Aslında Hz. Fatıma özelinde yaptığımız bu değerlendirmeler, İslam Ümmeti içerisindeki farklılıkların asgari düzeye indirilmesi ve Ümmetin birliğini zedeleyici olmaktan çıkarılması açısından da fevkalade önemli sonuçlara da yol açabilecektir. Zira gerçek Hz. Fatıma portresi üzerinde asırlardır birikmiş olan tarihin tortularının temizlenmesi amacıyla girişilecek ortak çabalar, başka konularda da benzer işbirliği imkanlarını gündeme getirecek, bu suretle Hz.Fatıma’nın, aradan geçen on dört asra rağmen, Müslümanlar arasında birleştirici bir rol oynaması da söz konusu olabilecektir. Böylesi ortak bir çaba, aynı zamanda Hz. Fatıma’nın eski-yeni bütün mezhep, meşrep, akım, cemaat ve tarikat çevrelerinin gözde şahsiyetlerinden biri haline getirecektir. Hatta onun hayat hikayesi ve sergilediği örnek davranış modelleri sadece İslam Dünyası için değil, bütün insanlık için de bir ilham kaynağı olabilecektir. Kuşkusuz Hz.Fatıma’nın böylesi evrensel bir rol oynayabilmesi, ancak ve ancak yukarıda izaha çalıştığımız bilimsel çalışmaların gecikmeksizin başlatılması ve hızlandırılması ile mümkündür. Yoksa İslam kültür mirasımızdaki şekliyle, hiçbir sorgulamaya tabi tutulmaksızın, tarihin tortularının yol açtığı bilgi kirliliğini temizlemeksizin doğru-yanlış, sağlam-çürük, Hz.Fatıma hakkında ne varsa olduğu gibi sürdürülecek olursa, bu ona saygı ve sevgi göstermek değil, tam tersine ona saygıda kusur etmek demektir. Zira sıradan herhangi bir insanı bile olduğundan farklı bir biçimde tasvir ve takdim etmek ne kadar büyük bir haksızlık, ne kadar nezaketsiz bir davranış ise, aynı şeyi Hz.Fatıma’ya reva görmek çok daha büyük bir haksızlık ve daha büyük bir nezaketsizlik olacaktır. Bu konuda sorumsuz davranıp, onu bilimsel bilginin ışığında değil de tarihin tortularının karanlığında tanı(t)maya çalışmak, ona yönelik sevgi ve saygı iddiasıyla asla bağdaşması mümkün olmayan yaman bir çelişkidir.
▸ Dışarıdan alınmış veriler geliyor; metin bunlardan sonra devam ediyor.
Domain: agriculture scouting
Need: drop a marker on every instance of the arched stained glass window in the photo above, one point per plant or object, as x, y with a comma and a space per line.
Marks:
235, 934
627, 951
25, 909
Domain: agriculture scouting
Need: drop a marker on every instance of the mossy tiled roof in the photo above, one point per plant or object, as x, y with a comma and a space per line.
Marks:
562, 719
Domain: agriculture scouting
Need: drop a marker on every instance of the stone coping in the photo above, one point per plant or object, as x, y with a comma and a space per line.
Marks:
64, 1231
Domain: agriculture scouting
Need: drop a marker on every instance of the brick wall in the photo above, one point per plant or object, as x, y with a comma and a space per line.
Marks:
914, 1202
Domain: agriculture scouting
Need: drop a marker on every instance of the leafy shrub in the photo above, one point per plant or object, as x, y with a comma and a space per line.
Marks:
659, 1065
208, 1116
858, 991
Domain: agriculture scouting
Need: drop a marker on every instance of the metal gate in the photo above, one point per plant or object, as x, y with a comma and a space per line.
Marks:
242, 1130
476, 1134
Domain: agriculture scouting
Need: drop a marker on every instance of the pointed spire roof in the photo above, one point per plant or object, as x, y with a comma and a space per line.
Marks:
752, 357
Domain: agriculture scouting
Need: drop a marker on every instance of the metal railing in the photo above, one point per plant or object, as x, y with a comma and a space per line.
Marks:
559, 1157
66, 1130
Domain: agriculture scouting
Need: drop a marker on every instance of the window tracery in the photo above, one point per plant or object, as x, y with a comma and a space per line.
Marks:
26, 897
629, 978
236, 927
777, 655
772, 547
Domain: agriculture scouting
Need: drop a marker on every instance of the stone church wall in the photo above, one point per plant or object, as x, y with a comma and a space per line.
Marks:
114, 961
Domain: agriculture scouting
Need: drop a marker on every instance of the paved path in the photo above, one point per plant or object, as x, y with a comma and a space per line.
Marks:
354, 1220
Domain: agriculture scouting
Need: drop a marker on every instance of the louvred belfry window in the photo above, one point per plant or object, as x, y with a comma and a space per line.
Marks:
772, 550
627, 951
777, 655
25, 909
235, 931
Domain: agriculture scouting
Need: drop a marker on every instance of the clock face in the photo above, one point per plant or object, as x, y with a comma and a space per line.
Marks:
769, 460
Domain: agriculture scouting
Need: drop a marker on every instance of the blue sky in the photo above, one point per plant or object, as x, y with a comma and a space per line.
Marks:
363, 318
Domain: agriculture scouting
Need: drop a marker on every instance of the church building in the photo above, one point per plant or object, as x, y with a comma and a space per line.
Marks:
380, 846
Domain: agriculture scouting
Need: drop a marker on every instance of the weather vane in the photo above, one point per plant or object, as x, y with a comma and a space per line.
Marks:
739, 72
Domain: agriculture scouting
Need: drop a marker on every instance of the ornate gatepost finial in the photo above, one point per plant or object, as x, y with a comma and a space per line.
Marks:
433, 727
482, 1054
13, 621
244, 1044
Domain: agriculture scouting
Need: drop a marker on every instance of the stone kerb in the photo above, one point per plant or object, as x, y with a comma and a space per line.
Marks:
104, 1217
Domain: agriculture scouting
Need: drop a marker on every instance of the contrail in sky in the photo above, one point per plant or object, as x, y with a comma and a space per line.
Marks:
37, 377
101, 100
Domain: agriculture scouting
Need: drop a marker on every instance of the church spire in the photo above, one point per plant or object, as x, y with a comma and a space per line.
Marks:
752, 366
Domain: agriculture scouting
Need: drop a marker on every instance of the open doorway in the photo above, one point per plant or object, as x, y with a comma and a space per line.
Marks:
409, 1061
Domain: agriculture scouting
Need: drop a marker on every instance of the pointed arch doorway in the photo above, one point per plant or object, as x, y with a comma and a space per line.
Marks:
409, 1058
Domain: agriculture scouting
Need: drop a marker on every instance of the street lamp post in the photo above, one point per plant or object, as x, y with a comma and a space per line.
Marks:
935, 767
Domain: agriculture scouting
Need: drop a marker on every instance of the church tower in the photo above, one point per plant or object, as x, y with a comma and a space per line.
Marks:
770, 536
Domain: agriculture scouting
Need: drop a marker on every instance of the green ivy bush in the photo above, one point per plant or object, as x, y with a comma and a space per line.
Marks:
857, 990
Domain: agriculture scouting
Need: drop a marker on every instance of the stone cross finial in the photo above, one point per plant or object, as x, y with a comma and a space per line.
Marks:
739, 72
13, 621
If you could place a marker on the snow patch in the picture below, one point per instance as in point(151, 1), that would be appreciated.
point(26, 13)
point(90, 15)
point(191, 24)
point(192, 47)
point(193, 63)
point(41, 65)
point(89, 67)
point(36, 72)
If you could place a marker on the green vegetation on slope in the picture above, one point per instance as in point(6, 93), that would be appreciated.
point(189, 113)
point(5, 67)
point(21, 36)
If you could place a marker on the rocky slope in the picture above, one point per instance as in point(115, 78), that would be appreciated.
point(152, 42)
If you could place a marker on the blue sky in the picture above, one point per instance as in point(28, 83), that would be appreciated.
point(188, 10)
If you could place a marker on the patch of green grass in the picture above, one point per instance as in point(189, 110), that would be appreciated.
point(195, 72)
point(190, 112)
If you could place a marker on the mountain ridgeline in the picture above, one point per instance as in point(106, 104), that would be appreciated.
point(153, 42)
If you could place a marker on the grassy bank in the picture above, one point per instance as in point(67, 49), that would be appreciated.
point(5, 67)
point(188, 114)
İslam Ümmeti şu anda bu yaman çelişkiyi yaşamaya devam etmektedir. Bu çelişkiden kurtulup kurtulmamak bize bağlıdır. Ya Hz. Fatıma’ya olan sevgi ve saygımızın olmazsa olmaz bir gereği olarak yukarıda arz etmeye çalıştığımız şekilde hummalı bir ilmi ve fikri çaba sergilemeyi göze alırız, ya da ona dair bilgi kirliliğini umursamaz , ilmi zihniyeti bir tarafa bırakır ve tarihin yığdığı tortulara yenilerini ekleriz.
Yapılması gerekenin birinci şık olduğunda elbette kuşku yoktur. Zaten bizim amacımız da böyle bir entelektüel çabayı göze alabilecek, Hz.Fatıma’ya olan saygı ve sevgimizin bizlere yüklediği sorumluluğu sırtlanabilecek , müstakbel ilim ve fikir erbabına yol gösterebilme şerefine nail olabilmektir. Bu görevin yerine getirilmesinde öncü rolü ise, elbette çağdaş Fatıma’lar oynayacaktır, oynamalıdır. Şunu da unutmayalım ki, ancak bu çağdaş Fatıma’lar nesli yetiştiği takdirde rûz-ı mahşerde Hz. Fatıma’nın ve babasının yüzüne bakmaya hakkımız olacaktır.
Selam Hz. Fatıma’yı gerçek veçhesiyle tanı(t)ma uğrunda bitmek tükenmek bilmeyen bir entelektüel çabayı göze alıp, yola çıkanlara!!!